El Éufrates Medio y el río Jabur, su principal afluente, han sido durante siglos el hábitat de grupos árabes musulmanes, pero también cristianos y judíos, y de kurdos y turkomanos que viven en la fértil planicie de Yezire, en el noreste Siria, junto a la frontera con Irak. De estas regiones proceden las tribus más antiguas y con las tradiciones más arraigadas, aunque hayan sido en parte domeñadas por el ansia unificadora y homogeneizadora del Estado.
El río Eufrates –al-Furat, le llaman aquí–, arropa junto con su eterno vecino, el Tigris, el Creciente Fértil, la cuna de la civilización. Es el latido de la estepa en la que se escribió el capítulo más antiguo de la Historia: Mesopotamia. Más de 600 kilómetros de fertilidad y de respiro que entrelazan retazos muy largos de historia en la que también caben griegos, romanos, bizantinos y árabes. Aquí vivió la mítica reina Zenobia que luchó contra la dominación romana. Y aquí se habría de crear el reino de Mari que duró casi un milenio. Muchos siglos más tarde, Harun al-Rashid el califa bagdadí de las Mil y una Noches construyó una ciudad más propia de los sueños que de la realidad: Raqqa.
Aguas mermadas
Miles de años que ahora se escurren en la memoria de los pueblos como las aguas mermadas de uno de los dos míticos ríos que acunaron a la Civilización. Hoy, los grandes embalses de Turquía, con el de Ata-Turk a la cabeza, y el Assad, al norte de Siria, abastecen de energía y agua a los habitantes del valle, pero ponen también en peligro su caudal, que disminuye a medida que el río se encamina hacia su destino final, Iraq.

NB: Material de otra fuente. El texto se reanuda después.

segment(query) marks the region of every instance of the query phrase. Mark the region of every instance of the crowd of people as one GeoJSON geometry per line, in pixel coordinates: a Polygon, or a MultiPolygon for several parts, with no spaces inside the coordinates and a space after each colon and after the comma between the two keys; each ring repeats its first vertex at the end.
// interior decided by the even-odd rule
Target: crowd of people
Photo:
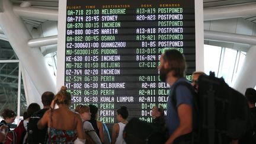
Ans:
{"type": "MultiPolygon", "coordinates": [[[[165,144],[193,143],[191,141],[193,132],[197,126],[194,123],[194,93],[191,88],[196,94],[199,89],[198,78],[206,74],[203,72],[194,72],[192,83],[190,83],[185,78],[186,63],[184,55],[175,50],[167,50],[162,55],[158,69],[161,81],[171,86],[172,92],[168,96],[166,116],[161,105],[153,107],[151,113],[153,122],[150,126],[159,127],[158,130],[165,132],[163,135],[165,135],[165,144]],[[183,82],[189,84],[190,86],[178,84],[183,82]],[[174,95],[175,100],[173,99],[174,95]]],[[[245,95],[252,119],[256,121],[256,91],[248,88],[245,95]]],[[[66,87],[62,87],[55,95],[52,92],[45,92],[42,94],[41,102],[42,109],[36,103],[28,105],[26,117],[17,127],[23,127],[24,132],[22,139],[18,140],[19,143],[126,143],[125,136],[129,134],[125,129],[129,122],[127,121],[129,111],[125,106],[121,106],[116,111],[118,123],[113,126],[110,138],[105,124],[98,120],[97,106],[78,104],[74,111],[69,109],[71,95],[66,87]]],[[[9,124],[14,122],[16,116],[11,110],[5,109],[2,112],[4,120],[0,123],[1,143],[11,139],[7,134],[11,131],[9,124]]],[[[145,143],[151,143],[148,140],[152,135],[151,133],[145,139],[145,143]]],[[[255,143],[255,140],[249,135],[245,135],[230,142],[255,143]]]]}

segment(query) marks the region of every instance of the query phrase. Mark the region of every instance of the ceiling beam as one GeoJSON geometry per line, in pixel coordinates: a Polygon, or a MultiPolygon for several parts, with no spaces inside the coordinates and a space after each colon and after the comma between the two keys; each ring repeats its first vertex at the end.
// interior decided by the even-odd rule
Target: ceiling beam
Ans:
{"type": "Polygon", "coordinates": [[[246,17],[256,15],[256,4],[204,8],[204,21],[246,17]]]}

La contaminación de las aguas y los faraónicos proyectos hidráulicos de Turquía (cuyas obras ya ha reducido en un 40% el caudal sirio), crean tensión entre los tres estados, cuyo entendimiento en materia de distribución del oro azul es más tácita que explícita (los acuerdos existen en teoría), y no siempre consigue satisfacer a los tres. La extracción excesiva mediante bombeo y canalizaciones perjudican su caudal, y la agricultura de secano se ha sustituido en algunas zonas por el cultivo intensivo del maíz y del algodón; uno de los que más regadío requieren y de los que más contaminan.
Aún así, el Éufrates sigue deparando belleza y ensoñación a quienes se disponen a recorrerlo. La gran arteria tonifica el paisaje árido del noreste sirio y siembra las poblaciones ribereñas de pequeñas eras plantadas de sandías y de melones, viñas y cereales. También regala su abundancia a quienes aún pescan con artes tradicionales.
Trashumancia
En verano, ofrece refugio a los pastores trashumantes que durante el invierno emprenden sus largos viajes con sus rebaños a cuestas, en busca de los pastos más fértiles del llamado desierto de Sham, junto a Palmira. Son tantos, que la FAO ha puesto en marcha algunos proyectos que tratan de reducir los impactos del sobrepasto, regenerando el suelo.
El recorrido que parte desde el embalse de Assad hasta la legendaria ciudad de Mari, ya cerca de la frontera con Irak, ofrece junto a las aguas del Éufrates un rosario de yacimientos arqueológicos que evocan glorias pasadas y nos recuerdan constantemente lo efímero de la existencia y los estragos del tiempo. Y todo, en medio de un paisaje áspero y llano, a menudo majestuoso, que se transforma al ritmo de las estaciones y de la luz cruda e intensa de los horizontes continentales.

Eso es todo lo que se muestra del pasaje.